A property or a state of an object is nondeterministic when it has no real value until measured. QM showed that, at the quantum level, observers can't detect something without disturbing it, so the act of measuring is what forces a property to take a value.

As said, emissions and detections are necessary parts for any interaction, so any observer is part of the reality it detects, because it's making it happen. An observer is merely a bunch of absorption points, so they force reality to manifest around them (they “bend” spacetime, as explained earlier). When we place a detector somewhere, we aren't just intercepting carriers “in flight”, our operations (and the rest of the universe configuration) create the conditions that “got the journey started”. In some way, the emission point got “linked” to our detector by our actions. What we call “the future” is part of the carrier's instantaneous experience when detected, so the future we talk about is, in fact, always in the past.
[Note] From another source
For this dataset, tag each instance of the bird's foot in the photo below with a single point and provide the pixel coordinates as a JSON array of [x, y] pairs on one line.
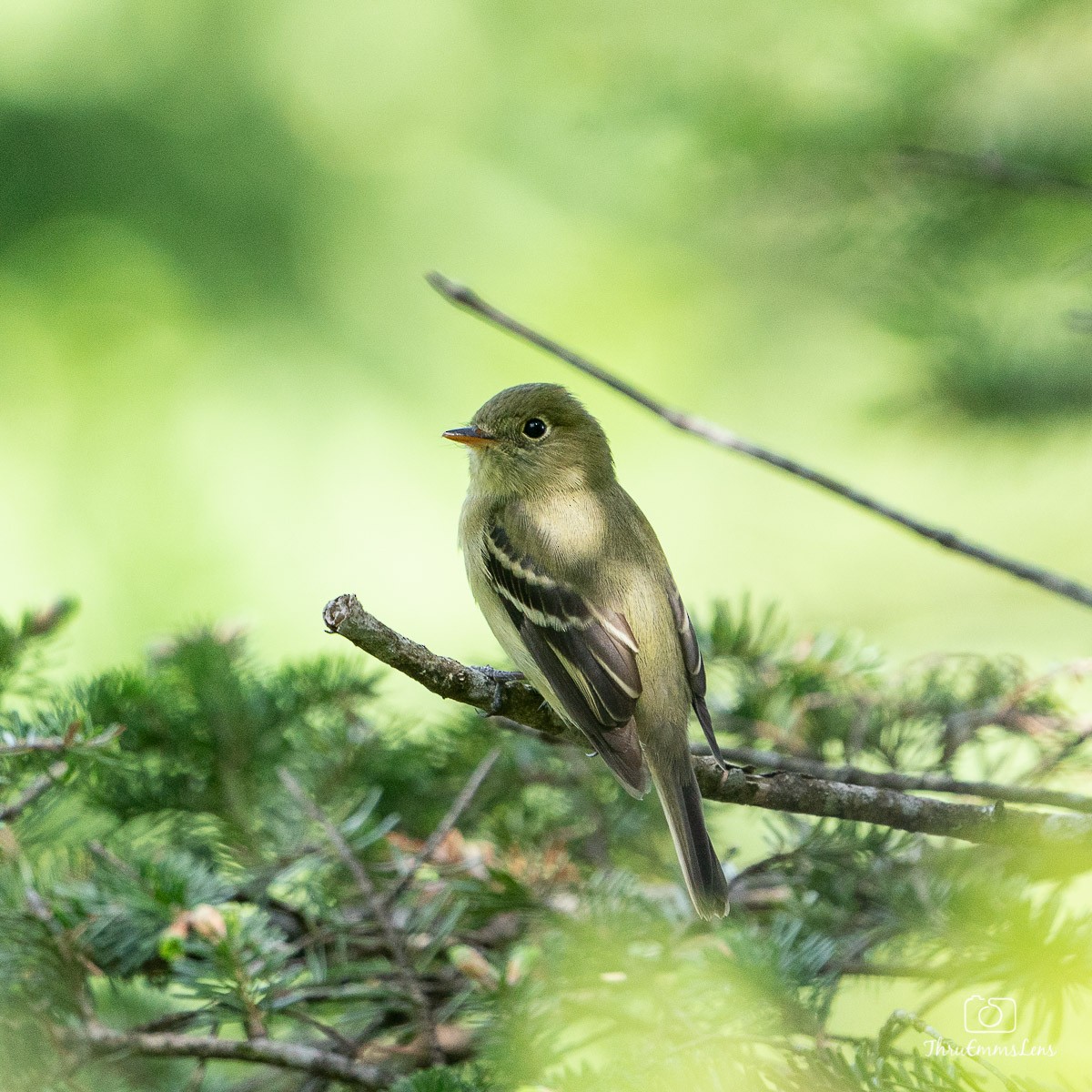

In this sense, they “always knew” our detector would be there. But the “wormholes” that connect the emission point to our detector wouldn't exist without it in place. They'd be different wormholes, with histories that fulfil the conditions to reach other absorption points in the universe.

Anything we can perceive is conformed as a spacetime process, so nothing we can see is made of “fixed values”. Fixed properties are just recurrent or structured fluctuations. Besides, we always need at least two events to define a relation, a process or an interval, so our knowledge about anything existing out there is always at least one spacetime unit old. This seems to be a small interval, but quite literally, the universe we see each time is completely brand new, made from information carriers never detected before by any other observer.